I think one thing that was implied was that the reader already knows how to cook. Since none of the measurements were standard (even things that have measurements - 3 cups of flour measured by weight can vary significantly from person to person) it was understood that whoever is making the recipe knows what a dough should look like, or what a batter's viscosity should be, and make the proper adjustments according to their own needs.

steveBK123|1 year ago

Counterpoint - I think a lot of people (STEM especially) get hung up on precision in cooking. Baking - yes, its chemistry and precision matters.

But cooking? You very well may need varying ratios of ingredients, to taste, depending on size/freshness/variety of the produce you are using in a recipe. Or simply your mood.

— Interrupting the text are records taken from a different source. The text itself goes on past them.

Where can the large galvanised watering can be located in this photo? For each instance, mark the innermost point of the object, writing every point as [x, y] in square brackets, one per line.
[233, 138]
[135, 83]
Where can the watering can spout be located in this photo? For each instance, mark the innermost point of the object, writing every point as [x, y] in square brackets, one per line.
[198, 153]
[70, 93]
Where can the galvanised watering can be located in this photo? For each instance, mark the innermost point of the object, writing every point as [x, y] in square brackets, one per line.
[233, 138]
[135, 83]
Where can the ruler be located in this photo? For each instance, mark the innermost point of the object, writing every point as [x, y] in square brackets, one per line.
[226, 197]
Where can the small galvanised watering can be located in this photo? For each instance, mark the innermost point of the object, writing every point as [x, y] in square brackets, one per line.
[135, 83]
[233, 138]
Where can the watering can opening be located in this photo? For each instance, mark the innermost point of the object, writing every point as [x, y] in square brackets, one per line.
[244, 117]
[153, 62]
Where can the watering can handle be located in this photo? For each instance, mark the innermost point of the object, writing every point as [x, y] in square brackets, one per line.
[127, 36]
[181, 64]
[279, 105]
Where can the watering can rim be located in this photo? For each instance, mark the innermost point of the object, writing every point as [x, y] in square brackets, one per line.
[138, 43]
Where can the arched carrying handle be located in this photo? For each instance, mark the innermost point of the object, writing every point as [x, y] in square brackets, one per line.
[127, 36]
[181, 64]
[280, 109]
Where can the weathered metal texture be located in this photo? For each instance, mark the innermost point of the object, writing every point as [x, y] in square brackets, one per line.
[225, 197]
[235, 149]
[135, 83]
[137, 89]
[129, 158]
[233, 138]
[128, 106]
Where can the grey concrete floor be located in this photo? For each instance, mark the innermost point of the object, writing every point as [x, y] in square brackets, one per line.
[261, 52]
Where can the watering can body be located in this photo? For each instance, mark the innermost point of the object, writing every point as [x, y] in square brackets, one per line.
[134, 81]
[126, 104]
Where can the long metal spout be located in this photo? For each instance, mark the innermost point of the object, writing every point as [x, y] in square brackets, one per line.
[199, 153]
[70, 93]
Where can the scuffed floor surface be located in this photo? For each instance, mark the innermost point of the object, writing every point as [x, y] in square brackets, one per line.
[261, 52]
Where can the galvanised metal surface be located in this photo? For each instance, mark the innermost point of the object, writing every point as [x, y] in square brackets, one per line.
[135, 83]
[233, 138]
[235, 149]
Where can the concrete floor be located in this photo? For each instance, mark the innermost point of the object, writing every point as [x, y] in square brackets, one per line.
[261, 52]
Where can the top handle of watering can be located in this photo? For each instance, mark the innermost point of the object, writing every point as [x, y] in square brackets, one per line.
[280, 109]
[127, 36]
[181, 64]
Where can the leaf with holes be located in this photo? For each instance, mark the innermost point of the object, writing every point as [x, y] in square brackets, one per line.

Whatever tomatoes grandma was putting into a marinara 50-100 years ago are nothing like the varieties you are going to find at the grocery, farmers market or your garden today anyway.

dmd|1 year ago

My grandmother's index cards are nearly all for baked goods, and they're all useless. It'll call for "a small pile of soda" or "eggs" (no number, just "eggs"). The cookie recipe I loved growing up turns out to list no quantities at all EXCEPT ... "2 eggs OR add more flour" which ... makes no sense whatsoever. Maybe she was trolling us?

lotsofpulp|1 year ago

I hate baking because precision isn’t sufficient to make the quality of food my mom makes, who has tens of thousands of hours of experience. She bakes by look, feel, smell, and even though I wrote down very specific instructions, I can hardly get my product to match up.

clutchdude|1 year ago

At some point, you just try to make it with whatever you think "a handful" is and measure when you do.

If you fail, you note and adjust.

After a while, you know that it's situational - unless it's salt or leavening agents(yeast, baking powder, etc.), there is a bit of wiggle room to adjust things.

maxwell|1 year ago

Cooking isn't baking. Recipes with a mix of languages are usually better. Those units are fine for home use. Recipes, as algorithms/programs, are meant to be run, and iterated on. If you do make them, you can also weigh out all the ingredients in grams for future cooks if you want more exactness, discarding volumes and multiple units.

steveBK123|1 year ago

Yes and a lot of things like stews, sauces, soups, etc you can lump together as "peasant food" that had variations in how you prepared it based on what you had left over.

The idea of combing through dozens of recipes, formulating a precise grocery list, and shopping with the intent to cook that one exact dish is very much a Type-A modern day phenomenon.

How many tomatoes go into the sauce? However many bruised ugly tomatoes grandma had leftover. How much meat to make it a meat sauce? Whatever leftover cuts from the roast. Etc.

Improvisational cooking was much more the norm. It is also how you avoid food waste.

sandworm101|1 year ago

Worse yet, some aspects of old recipes have objectively changed over time. Eggs are bigger. Staples like salt and flour is more homogenous. Our cookware is also different. Much of the stuff we get away with today on non-stick cookware required much more skill and attention in the past.

MisterBastahrd|1 year ago

Even recent recipes have issues as shrinkflation and corporate food chemistry have both changed pre-made boxed ingredients for specific recipes. A box of cake mix today usually yields a softer crumb than a box of cake mix from 20 years ago. It's also smaller.